Cholera has become one of the major endemic diseases in the WHO African Region. From January through October, 5926 deaths were reported out of 195 795 suspected cases (Table 4) with a case fatality rate of over 1% (threshold) in the majority of countries with reported cases (Figure 2). The main risk factors are lack of potable water and poor sanitation. Prevention strategies include improving water and sanitation and health education.

Figure 2: Case fatality ratio of cholera by country in the WHO African Region, 2009


Cerebrospinal Meningitis

From January through September 2009, 76 612 cases and 4 361 deaths of cerebrospinal meningitis were reported to the Regional Office.
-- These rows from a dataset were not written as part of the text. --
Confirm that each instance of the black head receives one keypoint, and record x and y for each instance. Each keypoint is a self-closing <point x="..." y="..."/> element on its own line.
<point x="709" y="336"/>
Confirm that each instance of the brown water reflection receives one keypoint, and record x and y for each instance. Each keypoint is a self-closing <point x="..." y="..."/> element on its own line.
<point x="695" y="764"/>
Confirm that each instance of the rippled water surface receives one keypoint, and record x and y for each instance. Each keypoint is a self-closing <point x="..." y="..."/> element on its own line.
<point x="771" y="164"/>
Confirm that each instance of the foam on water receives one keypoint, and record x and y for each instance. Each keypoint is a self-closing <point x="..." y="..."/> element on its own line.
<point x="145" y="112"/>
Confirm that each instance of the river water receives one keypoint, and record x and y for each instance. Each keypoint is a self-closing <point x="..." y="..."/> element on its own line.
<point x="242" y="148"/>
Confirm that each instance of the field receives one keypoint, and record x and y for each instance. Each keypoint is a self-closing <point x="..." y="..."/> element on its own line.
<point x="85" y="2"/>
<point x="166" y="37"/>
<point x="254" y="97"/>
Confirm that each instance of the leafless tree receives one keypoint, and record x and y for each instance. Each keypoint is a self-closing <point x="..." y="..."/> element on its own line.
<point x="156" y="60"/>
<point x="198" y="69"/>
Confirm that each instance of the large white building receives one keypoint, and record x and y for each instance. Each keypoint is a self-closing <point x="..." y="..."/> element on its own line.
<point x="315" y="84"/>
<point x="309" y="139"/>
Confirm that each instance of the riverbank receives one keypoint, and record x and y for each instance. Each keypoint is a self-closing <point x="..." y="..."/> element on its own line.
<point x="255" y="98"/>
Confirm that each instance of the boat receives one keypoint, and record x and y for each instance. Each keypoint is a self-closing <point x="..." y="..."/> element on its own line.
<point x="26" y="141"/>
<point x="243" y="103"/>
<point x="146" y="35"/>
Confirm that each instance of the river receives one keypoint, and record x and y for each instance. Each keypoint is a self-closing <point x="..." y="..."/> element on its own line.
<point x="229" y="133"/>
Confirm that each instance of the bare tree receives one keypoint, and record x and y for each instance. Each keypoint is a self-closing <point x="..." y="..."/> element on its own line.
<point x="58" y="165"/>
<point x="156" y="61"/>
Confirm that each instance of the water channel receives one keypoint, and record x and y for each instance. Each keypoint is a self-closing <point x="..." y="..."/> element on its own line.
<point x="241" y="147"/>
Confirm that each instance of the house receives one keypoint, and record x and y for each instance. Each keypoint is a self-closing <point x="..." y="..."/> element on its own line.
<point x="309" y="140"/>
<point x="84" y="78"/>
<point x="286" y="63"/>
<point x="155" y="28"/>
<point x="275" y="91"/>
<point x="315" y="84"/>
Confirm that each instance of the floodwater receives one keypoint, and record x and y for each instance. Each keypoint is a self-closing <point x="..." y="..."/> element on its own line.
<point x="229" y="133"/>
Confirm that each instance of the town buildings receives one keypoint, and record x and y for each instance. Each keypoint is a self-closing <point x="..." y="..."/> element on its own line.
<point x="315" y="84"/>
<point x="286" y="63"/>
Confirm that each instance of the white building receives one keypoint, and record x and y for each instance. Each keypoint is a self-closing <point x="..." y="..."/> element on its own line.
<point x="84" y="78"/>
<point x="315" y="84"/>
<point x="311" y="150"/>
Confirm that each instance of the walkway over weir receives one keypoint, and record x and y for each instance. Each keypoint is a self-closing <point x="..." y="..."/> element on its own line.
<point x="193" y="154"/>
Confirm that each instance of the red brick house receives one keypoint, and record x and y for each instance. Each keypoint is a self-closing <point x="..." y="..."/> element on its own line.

The weekly trend of cases is illustrated in Figure 3.

Most of the cases reportedly occurred during the first half of the year. This fact tallies with the epidemic season of the disease in countries of the cerebrospinal meningitis belt. At the peak of the 15th week more than nine thousand cases were reported.

Table 4 shows that meningitis took away 5463 lives during the period covered by this report in 2009, with a case fatality rate of 6.3% (threshold of acceptable = 10%).

Detailed information on cerebrospinal meningitis including age, gender and causal pathogen distribution and anti microbial susceptibility will be shared in the next issue of the CDER.

Figure 3: Weekly trend of cerebrospinal meningitis cases in the WHO African Region, 2009


Leprosy:
Summary of Epidemiological Situation in The WHO African Region

In 36 countries that reported data for 2008, 31 056 new cases of leprosy were detected: 75% are multibacillary, 10% children, 11% with deformity grade 2 and 36% in women.

The magnitude of leprosy is decreasing in the Region. The prevalence rate was 0.43 cases per 10 000 inhabitants in 2008, down from 0.93 during the year 2000, 0.92 in 2001, 0.86 in 2002, 0.79 in 2003, 0.71 in 2004, 0.63 in 2005, 0.50 in 2006 and 0.46 in 2007. Support is needed to sustain the elimination levels achieved by Liberia, Madagascar and the Comoros (Figure 4).

All countries have expressed the need of a new strategy to maintain leprosy quality care services in order to further dramatically reduce the cost and burden of the disease. The proposed new leprosy elimination threshold is set at 1 case per 100 000 inhabitants at district level.